By the time they had seen the urgent care patients and returned to start the cycle again Jeremy was already bleeding from his eyes, ears and nose. He seized and crashed before the vitamin k shot or transfusion could begin. Angry at the system and the doctor, Charlie had testified against the doctor but the court ruled he did nothing wrong. He did nothing wrong but he also didn't do the right thing.

Anger and guilt ate at Charlie and she struggled to sleep once again. Turning back to her old habits she poured a glass of vodka, then another and another until the bottle was empty and her head heavy. Every night the routine began again, drink, sleep, wake, work. Repeat.

This worked for a few weeks but soon even that couldn't stop the nightmares. Poor Jeremy, calling out for help or her mom yelling 'you're just like me.' One busy day the doctors were run off their feet that one asked Charlie to go to the pharmacy and get more morphine. It had been an accident the first time, where she put the vials in her scrub pockets and when she emptied them one was left in amongst her keys, pens and gum.
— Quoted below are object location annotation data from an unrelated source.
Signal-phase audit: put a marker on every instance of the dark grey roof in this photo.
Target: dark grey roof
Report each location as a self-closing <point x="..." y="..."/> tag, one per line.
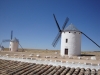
<point x="71" y="27"/>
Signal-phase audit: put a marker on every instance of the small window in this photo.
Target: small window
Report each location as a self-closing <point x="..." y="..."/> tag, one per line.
<point x="66" y="40"/>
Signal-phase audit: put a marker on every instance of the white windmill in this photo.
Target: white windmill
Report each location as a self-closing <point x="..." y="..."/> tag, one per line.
<point x="14" y="43"/>
<point x="70" y="39"/>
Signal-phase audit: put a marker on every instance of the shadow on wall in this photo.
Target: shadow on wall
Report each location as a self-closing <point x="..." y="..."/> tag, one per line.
<point x="86" y="55"/>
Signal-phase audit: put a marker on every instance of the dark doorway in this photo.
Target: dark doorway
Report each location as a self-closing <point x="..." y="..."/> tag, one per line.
<point x="66" y="51"/>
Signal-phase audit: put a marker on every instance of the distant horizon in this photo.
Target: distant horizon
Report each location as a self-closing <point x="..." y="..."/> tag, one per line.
<point x="34" y="26"/>
<point x="59" y="50"/>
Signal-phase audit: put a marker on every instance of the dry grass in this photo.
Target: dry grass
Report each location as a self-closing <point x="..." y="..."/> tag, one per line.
<point x="52" y="54"/>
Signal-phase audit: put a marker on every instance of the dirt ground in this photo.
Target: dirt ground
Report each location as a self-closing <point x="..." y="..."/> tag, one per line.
<point x="53" y="55"/>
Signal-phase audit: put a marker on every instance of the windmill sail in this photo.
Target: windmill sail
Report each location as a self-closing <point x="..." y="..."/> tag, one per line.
<point x="56" y="39"/>
<point x="66" y="21"/>
<point x="11" y="34"/>
<point x="91" y="39"/>
<point x="57" y="23"/>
It wasn't until she got home and found it that the temptation began. The mind numbing drug offered a freedom she hadn't had since the vodka stopped working - silence. She grabbed a syringe from her basic medical bag and drew three millilitres of the liquid. She had never injected herself before but she found the vein and plunged it in before she could think too much.

For the first time in weeks she felt like she could breath again. The pressure her conscience put on her was gone as her head floated in the clouds. She fell into a blissful sleep and woke refreshed, like a new woman. The problem with morphine was how highly addictive it was and not easily accessed for a first year resident.

The doctor, angry at Charlie for testifying, sent her to ICU so she could see just how many patients die everyday. He had wanted to make Charlie feel powerless but there she met Dr Tiffany Shanks. Shanks noticed changes in Charlie and found one or two vials of Morphine go missing. Like Charlie, Shanks was a healer. Instead of reporting the theft and misuse so took her to an AA meeting.

At the time Charlie couldn't see the point and it only got worse through her withdrawal faze. Shanks moved in and stayed with her day and night, working the same shifts so she could keep and eye on Charlie. Charlie found herself enjoying her work again. Started listening to the stories other alcoholics told and acknowledged that she had a problem.

Charlie began to thrive in ICU. She was quick to pick up on changes in the patients and was good with their families too. She spent the remainder of the year working on the toughest cases to come through the San Fransisco hospital. With Shanks as her sponsor she was able to fight the cravings and with every sobriety chip, it became easier to say no.